例えるなら、申込書の空欄のようなもので、名前や年齢を書き込む場所だけを先に用意している状態です。
Go言語では、このプレースホルダに安全な形で値を渡すことができます。
直接文字をつなげない点が、安全性を高める大きな理由です。
5. プリペアドステートメントの実行方法
PrepareでSQLを用意したら、次は実行です。
1行の結果を取得したい場合はQueryRowを使います。
ここで値を渡すと、プレースホルダの部分に自動で当てはめられます。
SQL文を何度も書かなくてよいため、コードが読みやすくなります。
var name string
err = stmt.QueryRow(1).Scan(&name)
if err != nil {
// エラー処理
}
6. Execを使った更新処理
データを取得するだけでなく、追加や更新を行う場合もプリペアドステートメントは活躍します。

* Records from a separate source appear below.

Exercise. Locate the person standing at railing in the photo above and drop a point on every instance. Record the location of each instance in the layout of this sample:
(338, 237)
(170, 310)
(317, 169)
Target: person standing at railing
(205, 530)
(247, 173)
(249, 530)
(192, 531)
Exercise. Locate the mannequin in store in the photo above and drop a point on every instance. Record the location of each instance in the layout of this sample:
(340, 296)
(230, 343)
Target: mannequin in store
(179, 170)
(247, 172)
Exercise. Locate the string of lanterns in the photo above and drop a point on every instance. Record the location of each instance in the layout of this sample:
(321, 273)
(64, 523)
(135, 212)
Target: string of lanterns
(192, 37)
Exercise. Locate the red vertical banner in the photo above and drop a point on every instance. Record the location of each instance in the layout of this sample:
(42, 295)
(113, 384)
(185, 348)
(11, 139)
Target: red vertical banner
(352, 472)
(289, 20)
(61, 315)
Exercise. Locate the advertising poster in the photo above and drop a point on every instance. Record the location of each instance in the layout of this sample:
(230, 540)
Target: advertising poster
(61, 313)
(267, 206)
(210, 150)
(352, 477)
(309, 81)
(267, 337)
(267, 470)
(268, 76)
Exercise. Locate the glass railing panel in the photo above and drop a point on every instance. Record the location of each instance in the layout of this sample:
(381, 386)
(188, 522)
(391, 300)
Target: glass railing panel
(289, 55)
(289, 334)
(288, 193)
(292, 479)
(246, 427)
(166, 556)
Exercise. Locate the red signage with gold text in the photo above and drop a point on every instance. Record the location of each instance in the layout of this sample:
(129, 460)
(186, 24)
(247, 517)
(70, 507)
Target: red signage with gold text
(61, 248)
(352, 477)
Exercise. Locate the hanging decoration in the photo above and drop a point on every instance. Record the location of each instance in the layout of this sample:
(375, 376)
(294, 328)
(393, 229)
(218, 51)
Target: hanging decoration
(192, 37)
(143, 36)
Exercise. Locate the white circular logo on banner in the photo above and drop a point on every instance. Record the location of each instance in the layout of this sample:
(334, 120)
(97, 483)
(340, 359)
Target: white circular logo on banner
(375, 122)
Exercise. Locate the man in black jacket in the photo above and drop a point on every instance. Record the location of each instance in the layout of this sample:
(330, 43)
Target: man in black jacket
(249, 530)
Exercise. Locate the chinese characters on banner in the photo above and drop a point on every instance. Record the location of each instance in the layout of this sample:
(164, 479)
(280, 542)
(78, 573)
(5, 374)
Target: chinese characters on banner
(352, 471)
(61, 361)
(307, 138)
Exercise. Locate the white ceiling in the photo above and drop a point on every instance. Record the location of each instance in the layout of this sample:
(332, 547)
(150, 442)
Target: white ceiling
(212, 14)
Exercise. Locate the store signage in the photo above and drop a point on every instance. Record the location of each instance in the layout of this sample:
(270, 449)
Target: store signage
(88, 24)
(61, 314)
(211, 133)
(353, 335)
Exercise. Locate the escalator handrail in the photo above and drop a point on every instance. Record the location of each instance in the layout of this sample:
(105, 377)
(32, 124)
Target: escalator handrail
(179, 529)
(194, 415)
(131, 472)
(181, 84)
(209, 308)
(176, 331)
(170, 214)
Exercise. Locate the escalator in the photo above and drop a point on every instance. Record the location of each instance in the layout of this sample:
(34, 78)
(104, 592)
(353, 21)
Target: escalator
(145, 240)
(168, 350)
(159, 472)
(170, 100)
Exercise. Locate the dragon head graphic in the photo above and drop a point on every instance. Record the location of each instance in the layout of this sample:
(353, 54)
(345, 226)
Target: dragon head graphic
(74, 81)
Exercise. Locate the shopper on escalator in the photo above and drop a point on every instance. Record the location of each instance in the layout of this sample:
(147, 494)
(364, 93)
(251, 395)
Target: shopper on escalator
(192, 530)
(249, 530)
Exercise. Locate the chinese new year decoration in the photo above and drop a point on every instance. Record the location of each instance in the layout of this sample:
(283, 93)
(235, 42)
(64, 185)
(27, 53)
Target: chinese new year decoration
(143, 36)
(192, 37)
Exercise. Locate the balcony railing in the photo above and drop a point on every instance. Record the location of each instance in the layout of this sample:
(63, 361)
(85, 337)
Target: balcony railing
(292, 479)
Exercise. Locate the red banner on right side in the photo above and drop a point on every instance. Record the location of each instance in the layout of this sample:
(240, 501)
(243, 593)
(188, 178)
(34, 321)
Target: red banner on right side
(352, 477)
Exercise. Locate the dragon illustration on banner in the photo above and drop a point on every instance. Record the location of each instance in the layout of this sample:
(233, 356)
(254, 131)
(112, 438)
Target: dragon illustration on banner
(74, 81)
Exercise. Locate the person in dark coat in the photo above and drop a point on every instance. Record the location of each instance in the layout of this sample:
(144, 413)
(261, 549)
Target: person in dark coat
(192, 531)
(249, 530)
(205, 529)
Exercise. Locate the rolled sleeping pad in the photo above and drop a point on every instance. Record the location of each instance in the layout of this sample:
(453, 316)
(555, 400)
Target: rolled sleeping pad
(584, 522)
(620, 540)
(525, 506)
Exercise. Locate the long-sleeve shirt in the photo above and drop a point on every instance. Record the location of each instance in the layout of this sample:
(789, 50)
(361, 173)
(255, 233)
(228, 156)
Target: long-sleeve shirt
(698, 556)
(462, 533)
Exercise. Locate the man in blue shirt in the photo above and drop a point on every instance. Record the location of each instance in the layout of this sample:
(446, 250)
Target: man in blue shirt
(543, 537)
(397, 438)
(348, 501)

Execは、データの登録や変更を行うための実行方法です。
結果として行が返ってこない処理では、QueryではなくExecを使います。
書類を読むのではなく、書き換える作業だと考えると分かりやすいです。
stmt, _ := db.Prepare("UPDATE users SET name = ? WHERE id = ?")
defer stmt.Close()
stmt.Exec("Taro", 1)
7. 初心者が気をつけたいポイント
プリペアドステートメントを使ったら、必ずCloseすることが重要です。 閉じ忘れると、データベースに負担がかかり、動作が重くなる原因になります。 また、エラーを無視せず、必ず確認する習慣をつけましょう。 エラーは失敗ではなく、問題を教えてくれるメッセージです。 基本を守ることで、安全で信頼できるGo言語のデータベース処理が書けるようになります。